Inoltre, dobbiamo smettere di considerare i musulmani una massa omogenea. I
musulmani non sono un monolito. Le loro condizioni ed i loro problemi
variano da paese a paese, da stato a stato, persino da distretto a
distretto, proprio come le condizioni di ogni altro gruppo. I musulmani
algerini, sauditi, francesi e indiani sono completamente differenti. Persino
entro la stessa India, i musulmani delle zone di Kerala, Karnataka e Tamil
Nadu stanno economicamente assai meglio dei musulmani delle zone di Bihar e
Assam.
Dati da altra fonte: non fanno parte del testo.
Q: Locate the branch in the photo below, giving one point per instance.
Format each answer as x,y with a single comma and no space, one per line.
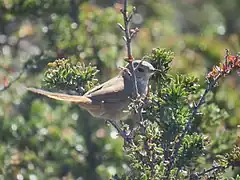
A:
129,34
231,63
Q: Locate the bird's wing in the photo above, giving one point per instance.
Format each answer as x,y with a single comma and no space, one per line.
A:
62,97
113,90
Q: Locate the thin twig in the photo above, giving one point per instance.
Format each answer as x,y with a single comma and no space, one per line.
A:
13,81
128,39
188,124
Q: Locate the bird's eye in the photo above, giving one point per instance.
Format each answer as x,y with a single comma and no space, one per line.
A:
140,69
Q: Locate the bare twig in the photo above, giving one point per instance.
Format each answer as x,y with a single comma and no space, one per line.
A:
211,84
129,34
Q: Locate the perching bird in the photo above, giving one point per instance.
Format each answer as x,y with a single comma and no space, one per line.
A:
110,100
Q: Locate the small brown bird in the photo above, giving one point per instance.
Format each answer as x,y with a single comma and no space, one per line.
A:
110,100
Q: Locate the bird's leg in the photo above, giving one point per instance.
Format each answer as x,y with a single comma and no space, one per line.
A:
121,132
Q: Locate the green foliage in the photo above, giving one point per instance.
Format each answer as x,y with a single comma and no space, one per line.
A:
65,76
44,139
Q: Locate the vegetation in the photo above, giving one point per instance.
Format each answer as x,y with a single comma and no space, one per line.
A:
190,124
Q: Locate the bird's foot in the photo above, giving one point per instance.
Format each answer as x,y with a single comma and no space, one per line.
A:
128,137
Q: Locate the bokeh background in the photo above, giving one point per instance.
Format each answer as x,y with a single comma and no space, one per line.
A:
44,139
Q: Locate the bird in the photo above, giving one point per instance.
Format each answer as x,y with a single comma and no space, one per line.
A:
110,99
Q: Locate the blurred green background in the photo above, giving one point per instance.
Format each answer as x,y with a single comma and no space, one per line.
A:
45,139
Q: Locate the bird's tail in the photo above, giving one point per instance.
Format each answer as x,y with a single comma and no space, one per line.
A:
62,97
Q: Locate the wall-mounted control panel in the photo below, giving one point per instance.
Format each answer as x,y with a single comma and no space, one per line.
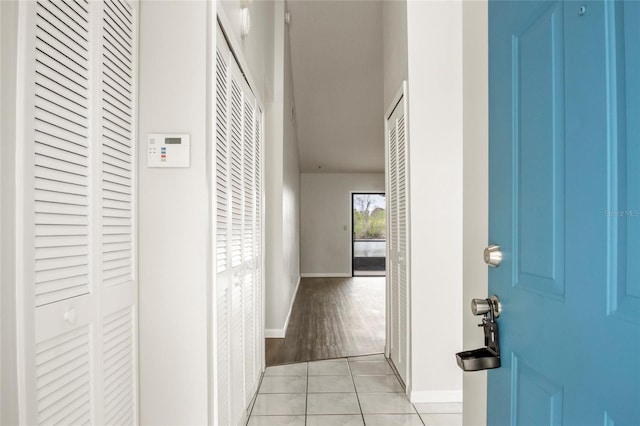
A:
168,150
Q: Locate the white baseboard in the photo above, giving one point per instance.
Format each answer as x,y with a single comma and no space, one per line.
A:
325,275
274,333
279,333
435,396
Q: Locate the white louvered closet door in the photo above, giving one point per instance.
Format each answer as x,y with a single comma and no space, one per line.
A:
77,285
398,208
238,239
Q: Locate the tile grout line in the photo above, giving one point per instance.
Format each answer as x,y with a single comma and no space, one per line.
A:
355,389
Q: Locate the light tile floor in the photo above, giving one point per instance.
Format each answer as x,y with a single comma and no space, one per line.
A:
347,391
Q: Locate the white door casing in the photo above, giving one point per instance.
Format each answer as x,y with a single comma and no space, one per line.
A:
238,206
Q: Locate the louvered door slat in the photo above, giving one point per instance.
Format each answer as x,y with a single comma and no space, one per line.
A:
397,174
119,362
238,238
63,396
236,173
61,156
222,164
117,209
79,230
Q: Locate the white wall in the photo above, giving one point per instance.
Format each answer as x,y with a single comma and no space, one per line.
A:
476,194
256,48
173,216
8,59
174,262
325,209
282,187
290,195
435,127
394,22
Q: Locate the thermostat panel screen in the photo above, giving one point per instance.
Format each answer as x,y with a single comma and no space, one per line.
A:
168,150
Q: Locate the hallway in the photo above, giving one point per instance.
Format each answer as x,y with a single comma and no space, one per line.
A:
332,318
346,391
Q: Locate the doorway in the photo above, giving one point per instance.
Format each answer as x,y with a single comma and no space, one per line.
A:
369,240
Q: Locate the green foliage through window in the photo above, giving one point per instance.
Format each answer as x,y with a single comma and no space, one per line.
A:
369,217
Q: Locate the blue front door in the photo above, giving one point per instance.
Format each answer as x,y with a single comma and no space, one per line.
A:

E mentre i musulmani e i non musulmani si imbarcano in questo viaggio
di introspezione e mutua comprensione, il governo deve mantenere i propri
impegni per l'equita': il rapporto della Commissione Sachar ha mostrato che
una donna musulmana indiana su due e' analfabeta, cioe' che solo il 50%
delle donne musulmane sa leggere e scrivere. Si tratta della percentuale
piu' bassa del nostro paese. Similmente, la percentuale del musulmani che si
situano sotto la linea di poverta' e' molto piu' alta della media nazionale.
Le zone a maggioranza musulmana hanno minor accesso a servizi pubblici quali
l'acqua, gli ospedali e le scuole. Tutto questo io l'ho visto con i miei
occhi a Benares, Malegaon, Murshidabad. Un governo democraticamente eletto
e' vincolato ad onorare la promessa di rimuovere iniquita' e
discriminazioni.
*
Per quanto riguarda le donne musulmane, noi stiamo creando nuovi modi
affinche' reclamino uno status che appartiene loro di diritto, attraverso la
promozione di programmi educativi, usando l'apprendimento a distanza,
aprendo speciali ostelli per donne, tenendo seminari per ispirarle alla
leadership ed al dispiegamento delle loro capacita' e volonta'. Se togliamo
il tappo, per cosi' dire, alle potenzialita' delle donne questo avra'
certamente un effetto di riverbero sulle loro comunita'. Dobbiamo ricordare
cio' che Maulana Hali, poeta e femminista, disse ai suoi tempi, un centinaio
di anni fa. Questi versi famosi parlano semplicemente e direttamente dello
status delle donne nella societa', non solo delle donne musulmane, ma di
tutte le donne:
"O sorelle, madri, figlie
voi siete l'ornamento del mondo
voi siete la vita delle nazioni
voi siete la dignita' di ogni civilta'".
E' in questa luce che dobbiamo reimmaginare le donne musulmane. Nella luce
lasciata a noi dalle grandi antenate che ci hanno precedute, queste donne
che hanno sfidato le strutture e le norme dell'ingiustizia, ed hanno
lastricato la strada per noi sin dalla stessa fondazione dell'Islam. Hanno
creato un varco per le donne, ed anche per gli uomini, un varco attraverso
il quale possiamo seguire i loro passi e creare un nuovo sentiero che ci
conduca all'eguaglianza. Siano le loro lotte, la loro saggezza, il loro
coraggio a guidarci e a donarci il potere di ricostruire l'immagine delle
donne nell'Islam come pilastri di forza, donne che esprimono fiducia e
vigore, che camminano al loro proprio passo in ogni paese del mondo.
In conclusione, vorrei chiudere con una poesia di Iqbal:
"Non temere il vento avverso, o falcone.
Esso soffia contro di te solo per spingerti piu' in alto".